Monday, October 08, 2012

Tories decide to scramble employee relations

After a long day unpicking some of the absurdity of (local) state sponsored (non)mutualisation it is - in a strange way - reassuring to reflect that the proposals which spew forth from this most reactionary of Governments are so much worse than even the least sensible of the proposals of their political opponents.

Today our unqualified Chancellor proposes that workers may abandon various legal rights in return for as little as two thousand pounds worth of shares (without capital gains tax - but if Osborne is left in charge of the economy then capital gains are unlikely!) (http://m.guardian.co.uk/politics/2012/oct/08/george-osborne-workers-rights-shares?cat=politics&type=article).

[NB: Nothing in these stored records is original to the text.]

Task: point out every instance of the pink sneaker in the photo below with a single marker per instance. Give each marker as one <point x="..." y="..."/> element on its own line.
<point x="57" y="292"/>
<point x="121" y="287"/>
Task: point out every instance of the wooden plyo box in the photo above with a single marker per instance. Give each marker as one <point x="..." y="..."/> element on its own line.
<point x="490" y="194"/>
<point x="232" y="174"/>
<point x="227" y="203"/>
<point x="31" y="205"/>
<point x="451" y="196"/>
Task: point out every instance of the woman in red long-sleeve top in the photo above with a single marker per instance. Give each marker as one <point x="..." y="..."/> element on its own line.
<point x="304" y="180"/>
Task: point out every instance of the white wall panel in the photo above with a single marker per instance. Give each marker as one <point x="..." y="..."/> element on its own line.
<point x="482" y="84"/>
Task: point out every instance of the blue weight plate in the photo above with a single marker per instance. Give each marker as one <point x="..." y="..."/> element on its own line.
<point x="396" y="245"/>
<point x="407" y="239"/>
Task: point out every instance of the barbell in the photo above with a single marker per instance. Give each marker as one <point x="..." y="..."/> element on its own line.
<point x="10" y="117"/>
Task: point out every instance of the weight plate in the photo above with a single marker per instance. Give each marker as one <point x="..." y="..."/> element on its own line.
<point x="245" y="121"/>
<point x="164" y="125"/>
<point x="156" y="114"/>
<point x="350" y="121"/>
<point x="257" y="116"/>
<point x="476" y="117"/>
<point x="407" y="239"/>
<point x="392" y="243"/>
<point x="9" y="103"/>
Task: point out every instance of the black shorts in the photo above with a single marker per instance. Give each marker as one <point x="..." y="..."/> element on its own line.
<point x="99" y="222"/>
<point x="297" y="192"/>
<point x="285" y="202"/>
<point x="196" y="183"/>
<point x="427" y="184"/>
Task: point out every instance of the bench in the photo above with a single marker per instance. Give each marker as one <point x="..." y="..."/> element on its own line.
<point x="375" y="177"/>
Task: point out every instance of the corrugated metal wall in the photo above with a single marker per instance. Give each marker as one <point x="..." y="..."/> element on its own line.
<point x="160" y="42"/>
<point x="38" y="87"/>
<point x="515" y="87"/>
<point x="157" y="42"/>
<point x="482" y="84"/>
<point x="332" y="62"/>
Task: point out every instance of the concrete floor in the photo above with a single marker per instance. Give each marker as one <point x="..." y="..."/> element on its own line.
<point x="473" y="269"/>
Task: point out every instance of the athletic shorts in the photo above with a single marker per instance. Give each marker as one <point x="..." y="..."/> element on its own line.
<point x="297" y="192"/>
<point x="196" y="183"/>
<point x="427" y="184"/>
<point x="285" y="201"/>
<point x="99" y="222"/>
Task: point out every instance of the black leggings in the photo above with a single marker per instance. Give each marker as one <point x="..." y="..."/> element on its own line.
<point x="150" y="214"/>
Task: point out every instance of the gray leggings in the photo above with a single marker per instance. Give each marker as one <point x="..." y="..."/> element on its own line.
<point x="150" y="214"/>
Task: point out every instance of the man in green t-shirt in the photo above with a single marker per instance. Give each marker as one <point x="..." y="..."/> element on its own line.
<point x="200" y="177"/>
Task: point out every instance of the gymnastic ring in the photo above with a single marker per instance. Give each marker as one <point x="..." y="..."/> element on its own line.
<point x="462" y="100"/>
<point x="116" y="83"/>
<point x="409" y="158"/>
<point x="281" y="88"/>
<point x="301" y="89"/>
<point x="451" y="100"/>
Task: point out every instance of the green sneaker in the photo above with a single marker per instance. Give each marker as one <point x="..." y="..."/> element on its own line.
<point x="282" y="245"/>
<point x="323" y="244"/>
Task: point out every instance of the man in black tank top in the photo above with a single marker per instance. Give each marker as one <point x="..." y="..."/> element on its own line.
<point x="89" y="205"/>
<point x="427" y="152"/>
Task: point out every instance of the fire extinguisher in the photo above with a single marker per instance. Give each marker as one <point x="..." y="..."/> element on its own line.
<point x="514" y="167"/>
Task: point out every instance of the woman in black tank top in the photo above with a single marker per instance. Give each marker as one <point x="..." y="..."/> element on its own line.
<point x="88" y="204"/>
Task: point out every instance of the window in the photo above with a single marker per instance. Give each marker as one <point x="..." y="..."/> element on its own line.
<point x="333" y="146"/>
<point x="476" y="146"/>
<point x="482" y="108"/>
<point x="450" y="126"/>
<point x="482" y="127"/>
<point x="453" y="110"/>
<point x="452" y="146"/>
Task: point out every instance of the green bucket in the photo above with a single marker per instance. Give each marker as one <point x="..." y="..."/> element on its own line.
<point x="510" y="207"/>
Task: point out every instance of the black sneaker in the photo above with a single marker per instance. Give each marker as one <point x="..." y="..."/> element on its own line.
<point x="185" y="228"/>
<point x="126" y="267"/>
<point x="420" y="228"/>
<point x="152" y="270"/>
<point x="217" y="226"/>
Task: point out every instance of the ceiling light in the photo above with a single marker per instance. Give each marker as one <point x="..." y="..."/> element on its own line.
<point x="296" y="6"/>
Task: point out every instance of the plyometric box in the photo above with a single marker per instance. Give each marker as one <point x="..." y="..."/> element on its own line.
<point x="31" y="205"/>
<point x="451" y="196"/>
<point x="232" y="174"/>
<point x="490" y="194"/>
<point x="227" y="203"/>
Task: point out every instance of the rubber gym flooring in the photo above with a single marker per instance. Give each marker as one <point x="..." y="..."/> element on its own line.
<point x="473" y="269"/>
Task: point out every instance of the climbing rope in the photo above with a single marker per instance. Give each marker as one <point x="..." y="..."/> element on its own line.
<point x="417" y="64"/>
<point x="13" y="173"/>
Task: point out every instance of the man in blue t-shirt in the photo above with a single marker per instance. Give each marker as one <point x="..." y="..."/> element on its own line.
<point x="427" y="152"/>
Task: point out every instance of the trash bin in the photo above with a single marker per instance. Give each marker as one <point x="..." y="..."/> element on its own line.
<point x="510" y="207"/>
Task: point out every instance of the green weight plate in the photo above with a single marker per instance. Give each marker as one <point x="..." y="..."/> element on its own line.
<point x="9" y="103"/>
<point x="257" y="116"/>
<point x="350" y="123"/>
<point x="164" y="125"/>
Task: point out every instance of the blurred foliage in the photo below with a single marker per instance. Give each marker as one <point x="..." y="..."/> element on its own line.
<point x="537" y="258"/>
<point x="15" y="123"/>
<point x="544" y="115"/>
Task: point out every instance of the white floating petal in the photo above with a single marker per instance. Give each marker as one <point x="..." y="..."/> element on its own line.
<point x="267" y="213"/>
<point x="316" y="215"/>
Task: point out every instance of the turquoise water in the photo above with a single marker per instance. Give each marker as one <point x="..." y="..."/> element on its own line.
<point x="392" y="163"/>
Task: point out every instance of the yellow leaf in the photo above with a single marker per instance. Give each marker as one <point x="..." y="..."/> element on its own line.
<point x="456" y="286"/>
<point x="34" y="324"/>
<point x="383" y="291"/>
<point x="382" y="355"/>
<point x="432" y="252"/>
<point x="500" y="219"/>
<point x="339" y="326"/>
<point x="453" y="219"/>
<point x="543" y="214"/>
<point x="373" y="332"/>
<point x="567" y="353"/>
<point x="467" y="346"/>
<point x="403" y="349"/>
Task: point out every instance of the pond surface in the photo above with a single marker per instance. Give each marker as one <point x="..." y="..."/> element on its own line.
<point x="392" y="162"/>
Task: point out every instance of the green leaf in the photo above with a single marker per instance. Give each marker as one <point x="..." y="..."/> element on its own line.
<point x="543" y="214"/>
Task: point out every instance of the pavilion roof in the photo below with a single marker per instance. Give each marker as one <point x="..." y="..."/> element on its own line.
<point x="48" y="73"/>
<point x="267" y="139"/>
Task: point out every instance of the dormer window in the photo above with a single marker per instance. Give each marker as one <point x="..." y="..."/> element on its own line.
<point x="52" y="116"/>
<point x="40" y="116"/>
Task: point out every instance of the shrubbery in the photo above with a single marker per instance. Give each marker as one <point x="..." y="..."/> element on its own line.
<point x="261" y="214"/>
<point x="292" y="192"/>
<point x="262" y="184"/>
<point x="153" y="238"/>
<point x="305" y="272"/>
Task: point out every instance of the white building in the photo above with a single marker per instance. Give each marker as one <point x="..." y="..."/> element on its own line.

Whilst I can almost hear intelligent labour lawyers bemoaning the half-baked Conference-pleasing nonsense suggested in Birmingham today, I don't doubt that their more mercenary colleagues are gleeful at the litigation which will ensue.

We already have distinct legal definitions of "employee" and "worker" - and a wealth of case law defining the boundaries (including the chain of cases about agency workers fron Dacas -v- Brook Street to James -v- London Borough of Greenwich). Now Gideon invites the courts to start beating the bounds of an entirely new quasi-employee status.

For a Government that says it wants to reduce red tape this is foaming-at-the-mouth nonsense. Already firms can give shares to employees in order to try to secure their loyalty - many of the bonuses paid to those whose largesse keeps the Tory party afloat are paid in shares or share options.

No one has ever suggested that the bankers who get shares as part of their bonuses should forego employment rights - but it would appear that this Government feels that cashiers or checkout assistants should be cajoled into selling their (all too limited) right to justice for a handful of shares.

This is not a genuine offer of "ownership" on the model of the Mondragon co-operatives. It is an attempt to grab headlines at the expense of the London Mayor without thought for the employee relations consequences.

In all probability there will be few consequences in the sensible parts of the real world - but the Institute of Directors will have been able to work themselves into their own little frenzy - and the more carnivorous elements on the Tory Conference floor will believe that they have been fed.

It's crystal clear that the Tories want to remove the right to complain of unfair dismissal altogether. It is clearly offensive to our social betters in the Cabinet that mere "plebs" should be able to challenge the decisions of our superiors in such a fashion.

There's a couple of things they haven't considered.

First, if you have no right to complain of unfair dismissal anyway then all of the pressure not to take unofficial industrial action disappears.

Secondly, the self-denying ordinance observed by the courts in developing legal remedies around - for example - damages for the manner of dismissal depended entirely upon the existence of the statutory unfair dismissal regime.

If you create a new category of quasi-employees - and if employers are daft enough to use it (and the continued existence of the Institute of Directors surely shows that many are) then it'll be your fault if you see increases in unofficial industrial action and judicial activism around contractual employment rights.

Perhaps David Cameron should give George Osborne two thousand pounds worth of premium bonds and then tell him his services are no longer required?